Blood transfusions for wife continue despite man's protest
JEFFERSONVILLE, Ind. -- A Southern Indiana man says a hospital is giving his wife blood transfusions despite his religious objections.
Bruce Huff, Charlestown, said he shares the Jehovah's Witnesses' belief that receiving blood is a sin. Huff, 58, was baptized as a Jehovah's Witness but doesn't attend services regularly and doesn't consider himself a member.
His wife, Candy Huff, has been diagnosed with polypharmaceutical overdose, which means she was taking too many different types of medications. After his wife was rushed to Clark Memorial Hospital several weeks ago, Huff wrote a letter to the hospital, saying she shouldn't be given blood transfusions.
"I love Candy. I told them to do absolutely anything to save her life, except give her blood or blood products," Bruce Huff told the Evening News and Tribune.

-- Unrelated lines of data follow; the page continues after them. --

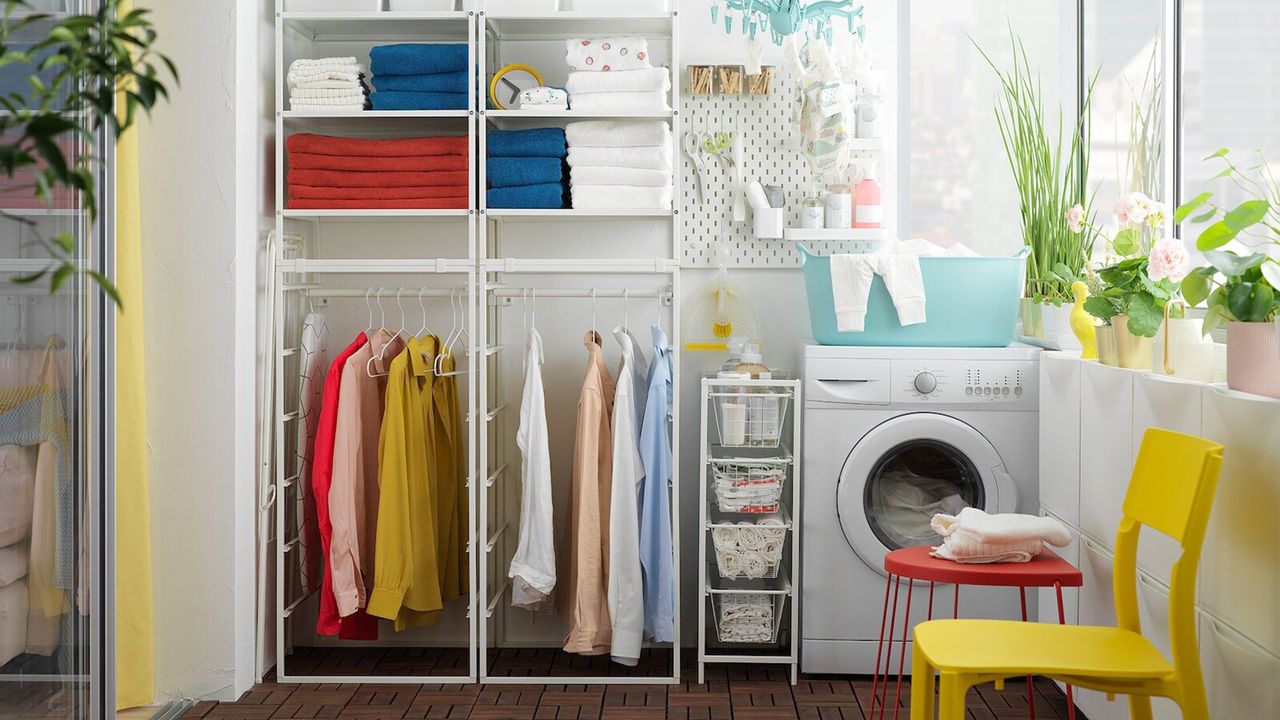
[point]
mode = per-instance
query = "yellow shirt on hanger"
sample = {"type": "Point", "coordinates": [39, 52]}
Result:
{"type": "Point", "coordinates": [406, 564]}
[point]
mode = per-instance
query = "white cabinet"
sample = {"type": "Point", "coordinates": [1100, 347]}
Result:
{"type": "Point", "coordinates": [1240, 678]}
{"type": "Point", "coordinates": [1240, 568]}
{"type": "Point", "coordinates": [1060, 436]}
{"type": "Point", "coordinates": [1160, 401]}
{"type": "Point", "coordinates": [1106, 447]}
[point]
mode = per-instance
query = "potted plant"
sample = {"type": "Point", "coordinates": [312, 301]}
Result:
{"type": "Point", "coordinates": [1050, 176]}
{"type": "Point", "coordinates": [1240, 288]}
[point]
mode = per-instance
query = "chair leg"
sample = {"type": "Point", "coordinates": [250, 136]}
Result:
{"type": "Point", "coordinates": [951, 698]}
{"type": "Point", "coordinates": [922, 686]}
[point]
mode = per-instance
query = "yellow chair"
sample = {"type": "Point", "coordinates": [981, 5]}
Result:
{"type": "Point", "coordinates": [1171, 491]}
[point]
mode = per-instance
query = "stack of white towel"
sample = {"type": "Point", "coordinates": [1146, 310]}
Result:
{"type": "Point", "coordinates": [327, 83]}
{"type": "Point", "coordinates": [973, 536]}
{"type": "Point", "coordinates": [620, 164]}
{"type": "Point", "coordinates": [612, 74]}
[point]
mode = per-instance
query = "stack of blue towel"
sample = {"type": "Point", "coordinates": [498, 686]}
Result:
{"type": "Point", "coordinates": [419, 77]}
{"type": "Point", "coordinates": [526, 168]}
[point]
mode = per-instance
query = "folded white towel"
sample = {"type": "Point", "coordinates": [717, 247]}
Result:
{"type": "Point", "coordinates": [617, 133]}
{"type": "Point", "coordinates": [606, 54]}
{"type": "Point", "coordinates": [654, 158]}
{"type": "Point", "coordinates": [621, 81]}
{"type": "Point", "coordinates": [607, 174]}
{"type": "Point", "coordinates": [641, 101]}
{"type": "Point", "coordinates": [620, 196]}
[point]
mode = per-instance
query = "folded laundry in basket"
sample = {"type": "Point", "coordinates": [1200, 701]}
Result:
{"type": "Point", "coordinates": [535, 142]}
{"type": "Point", "coordinates": [353, 178]}
{"type": "Point", "coordinates": [507, 172]}
{"type": "Point", "coordinates": [400, 100]}
{"type": "Point", "coordinates": [435, 82]}
{"type": "Point", "coordinates": [392, 147]}
{"type": "Point", "coordinates": [547, 196]}
{"type": "Point", "coordinates": [417, 59]}
{"type": "Point", "coordinates": [366, 163]}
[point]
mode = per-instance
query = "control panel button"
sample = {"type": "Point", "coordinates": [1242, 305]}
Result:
{"type": "Point", "coordinates": [926, 383]}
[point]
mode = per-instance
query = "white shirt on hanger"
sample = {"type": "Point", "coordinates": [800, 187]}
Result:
{"type": "Point", "coordinates": [626, 582]}
{"type": "Point", "coordinates": [533, 568]}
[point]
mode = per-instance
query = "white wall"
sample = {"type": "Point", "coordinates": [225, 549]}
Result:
{"type": "Point", "coordinates": [199, 391]}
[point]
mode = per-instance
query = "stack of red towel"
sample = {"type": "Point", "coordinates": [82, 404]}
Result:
{"type": "Point", "coordinates": [416, 173]}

The hospital petitioned a court to appoint someone else to make medical decisions for Candy Huff, saying Bruce Huff could not act in her best interest. The court appointed Candy Huff's aunt, and the transfusions continued, the paper said.
Bruce Huff said his religious beliefs prompted the hospital's action, but hospital attorney Pamela Thompson denied that.
"This situation was very, very unique," she said. "(Religion) was not the substance or basis of the petition."
Thompson said this was the first time in her five years representing the hospital that she asked a judge to intervene in a patient's care. She said it would have been preferable for Candy Huff to have designated someone to oversee her care.
"The hospital always tries to look at the facts and circumstances and look at the families, all of the patient's rights and all of the family's rights," Thompson said.